Monday, February 10, 2020

Looks Like 2020 Is Going To Be A Big Betsy DeVos Year

Betsy DeVos may not be the most effective or qualified secretary of education ever, but she sure has managed to become the most famous (go ahead-- name five other education secretaries). And that fame is so very two-edged that she appears poised to be a major fixture on all sides of this year's election cycle.

On the one hand, she has been tapped to be a card-carrying Trump surrogate, and is apparently a big hit with the base. She's a perfect spokeswoman for the axis of free market Jesus, with a strong libertarian "let's burn down the government" streak, and she is not one to wander off message. And she has always been properly deferential, almost never plugging policies like her beloved Education Freedom tax dodge scholarship program without giving the President credit for being a huge supporter, even if he has no idea what the heck she's talking about. Maybe it's that she's a good party operative, or maybe she's naturally loyal, or maybe it's the knowledge that her family could buy and sell Trump a half-dozen times, so why not humor him? Hard to know.

She has one other secret weapon as an administration proxy-- she hasn't really accomplished all that much. Yes, she's pulled the department away from any support of civil rights, and yes, she's totally botched the college student loan forgiveness operation, yes, she's left her department fully understaffed, but it's not like she has redirected the department to funnel money into Trump properties or sold off valuable land or tried to personally profit off her office, like some other fine examples of the cabinet. It's not even like she's had to reverse herself of deeply held principles, like so many GOP members have had to do. In terms of actual solid accomplishments, there's just not much you can point at and either love or hate.

Not that it has stopped anybody. DeVos seems pretty easy for folks to hate. Even as she is being anointed as a Trump campaign surrogate, the Democrats have made her a surrogate of another kind.
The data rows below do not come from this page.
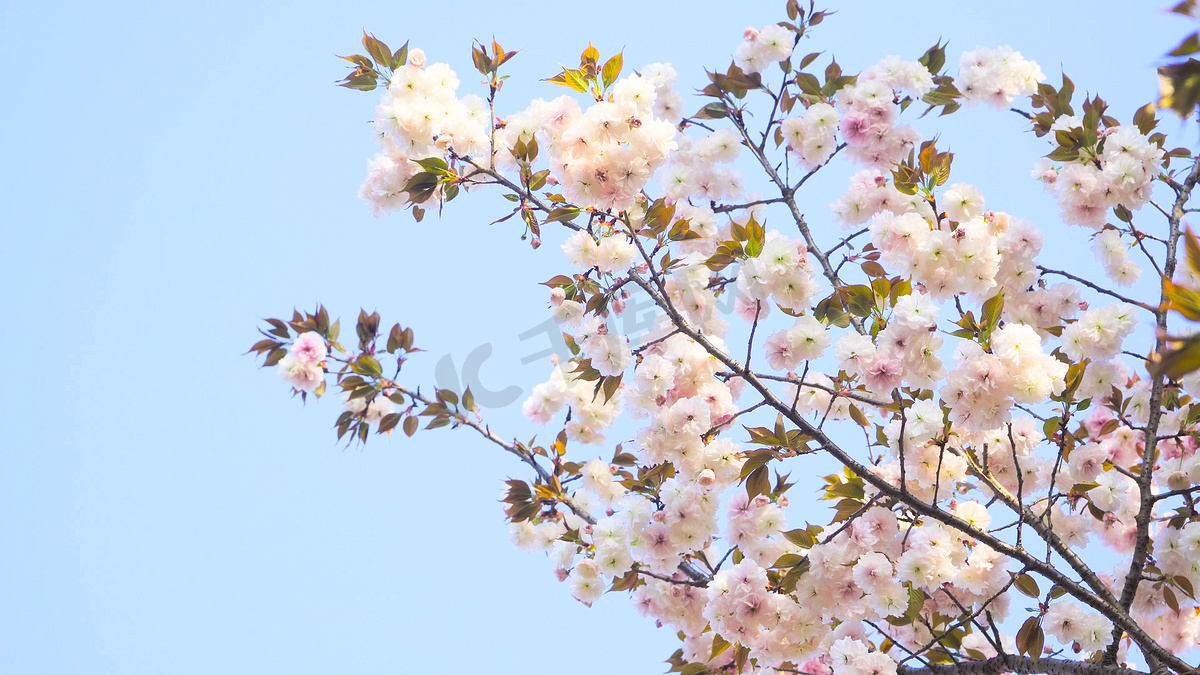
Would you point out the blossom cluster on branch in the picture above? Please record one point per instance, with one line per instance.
(1017, 485)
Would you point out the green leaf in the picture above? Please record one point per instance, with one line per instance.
(611, 70)
(367, 365)
(378, 51)
(1026, 585)
(991, 310)
(712, 112)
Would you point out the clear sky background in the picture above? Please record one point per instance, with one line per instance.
(171, 173)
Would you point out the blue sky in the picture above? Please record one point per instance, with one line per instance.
(174, 172)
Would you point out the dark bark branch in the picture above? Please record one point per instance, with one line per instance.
(1019, 664)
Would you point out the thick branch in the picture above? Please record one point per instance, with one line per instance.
(1019, 664)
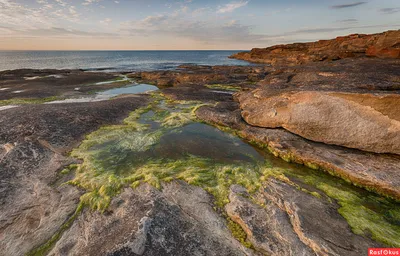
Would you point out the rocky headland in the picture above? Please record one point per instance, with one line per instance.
(299, 157)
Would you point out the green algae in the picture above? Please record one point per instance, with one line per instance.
(139, 152)
(46, 247)
(380, 222)
(226, 87)
(24, 101)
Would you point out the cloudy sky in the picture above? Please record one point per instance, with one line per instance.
(185, 24)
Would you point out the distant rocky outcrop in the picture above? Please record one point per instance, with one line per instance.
(364, 121)
(382, 45)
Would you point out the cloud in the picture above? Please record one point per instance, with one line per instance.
(341, 6)
(89, 2)
(106, 21)
(183, 25)
(232, 6)
(390, 10)
(348, 21)
(58, 32)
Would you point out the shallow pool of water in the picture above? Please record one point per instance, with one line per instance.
(130, 89)
(108, 94)
(165, 142)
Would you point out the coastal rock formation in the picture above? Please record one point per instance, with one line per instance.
(42, 84)
(382, 45)
(289, 223)
(378, 172)
(364, 121)
(34, 141)
(179, 220)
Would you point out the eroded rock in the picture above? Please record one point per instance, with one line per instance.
(364, 121)
(292, 222)
(34, 204)
(382, 45)
(179, 220)
(378, 172)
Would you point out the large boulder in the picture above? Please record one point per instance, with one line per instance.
(363, 121)
(382, 45)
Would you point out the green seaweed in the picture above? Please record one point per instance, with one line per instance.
(105, 171)
(46, 247)
(238, 233)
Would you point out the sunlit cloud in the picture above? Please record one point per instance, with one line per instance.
(232, 6)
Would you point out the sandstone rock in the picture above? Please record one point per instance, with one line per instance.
(382, 45)
(34, 204)
(293, 222)
(269, 229)
(193, 74)
(363, 121)
(50, 83)
(378, 172)
(179, 220)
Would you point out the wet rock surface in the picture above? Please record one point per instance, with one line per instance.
(292, 222)
(179, 220)
(382, 45)
(32, 83)
(331, 118)
(378, 172)
(286, 216)
(34, 142)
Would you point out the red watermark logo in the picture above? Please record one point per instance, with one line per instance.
(383, 251)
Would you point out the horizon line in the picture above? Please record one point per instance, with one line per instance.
(82, 50)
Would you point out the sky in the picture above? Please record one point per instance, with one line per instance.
(185, 24)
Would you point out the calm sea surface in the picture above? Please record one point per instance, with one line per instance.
(113, 60)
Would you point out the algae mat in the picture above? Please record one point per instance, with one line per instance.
(164, 142)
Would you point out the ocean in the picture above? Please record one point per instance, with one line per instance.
(113, 60)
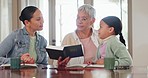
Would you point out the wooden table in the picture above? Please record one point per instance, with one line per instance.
(49, 72)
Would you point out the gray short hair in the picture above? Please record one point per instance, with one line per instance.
(88, 9)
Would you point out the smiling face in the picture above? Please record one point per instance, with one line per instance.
(36, 22)
(84, 21)
(104, 30)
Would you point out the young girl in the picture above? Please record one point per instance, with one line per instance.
(110, 46)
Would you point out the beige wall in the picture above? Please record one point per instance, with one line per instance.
(139, 33)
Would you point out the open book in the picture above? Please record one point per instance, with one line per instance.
(85, 66)
(22, 65)
(71, 51)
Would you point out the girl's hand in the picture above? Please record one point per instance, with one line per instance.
(63, 63)
(27, 59)
(100, 61)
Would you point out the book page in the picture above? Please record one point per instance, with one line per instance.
(86, 66)
(55, 47)
(77, 65)
(95, 65)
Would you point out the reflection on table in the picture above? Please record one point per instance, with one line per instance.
(50, 72)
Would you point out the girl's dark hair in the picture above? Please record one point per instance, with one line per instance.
(27, 13)
(113, 21)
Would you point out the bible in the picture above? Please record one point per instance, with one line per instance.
(72, 51)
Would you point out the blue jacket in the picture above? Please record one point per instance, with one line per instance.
(17, 43)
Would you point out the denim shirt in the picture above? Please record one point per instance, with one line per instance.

The candidate field is filled with people who promise to fire her. We heard some of that in Pittsburgh in December in front of an education-focused audience, and it seems to have gathered steam. It's an odd promise to make--seeing a new President of the opposing party fill a cabinet with all new people is not exactly unusual. But some of the candidates really relish saying it, and audiences seem to relish hearing it. The polls suggest that it's the Democrats and not the Trumpists who have correctly identified the best campaign use of DeVos.

At the same time, my entirely unscientific survey suggests a slight uptick in "Betsy DeVos suck" articles, like this Teen Vogue op-ed from the AFT. Honestly, it's kind of weak sauce, but it's one of many reminders that DeVos exists, that she's part of this administration, and that she pisses you off.

It's a curious effect. Part of it is certainly her use of the bully pulpit as a pulpit from which to bully the very public education system that is theoretically in her stewardship. And she is certainly emblematic of the modern ed reform movement, which we might well call the Age of Amateurs, in which people who don't know what the hell they're talking about have found a dozen different ways to gather power over the education system in this country.

There's the smirk, the self-satisfied simper of a woman who is above All This, what people of faith sometimes call being in this world, but not of it. And while some folks have written off as dumb, she's not, and others of us get that she doesn't feel she owes anyone a straight answer. And it all comes wrapped in the "thinks she better than you" air of unearned wealth. It may not be fair, but it's easy to imagine that DeVos has a security detail to protect her from commoner cooties.

I don't hate DeVos. I think she's supremely unqualified for the job, her world view wildly wrong, and she remains a threat to healthy public education in this country, but she's my age, I've been around religious conservatives my whole life, and while I don't know her, I feel like I recognize her. I get why she inspires such rage-iness (and, to a lesser extent, why she inspires admiration in some quarters). I do question why Mike Pence, who is cut from pretty much the exact same cloth, but who has actually managed to cause more real harm, doesn't inspire the same sort of rage. Maybe it's because he hasn't repeatedly told millions of public school teachers they suck, or maybe it's the whole penis thing, again. I'll be happy to see her go away, though I think she has as much ability to do real damage as a private way-rich citizen as she does in her current job. Maybe more. But if she quit today, it certainly wouldn't affect my vote in November.

Whatever the case, it looks like we're in for nine more months of DeVos serving as both a punching bag and a cheerleader for Beloved Leader. What a strange new place we've come to, where a secretary of education is a big feature of a Presidential election.

1 comment:

  1. OK I WILL say it...I hate Betsy DeVos. I hate dipshits who are born into wealth and act like they carry Jesus' message while displaying none of WWJD? ethic.

    In fact I'm starting to hate anybody who cannot understand empirical data. "Belief" & "dogma" are the exact antithesis in which this country was founded in an age of reason.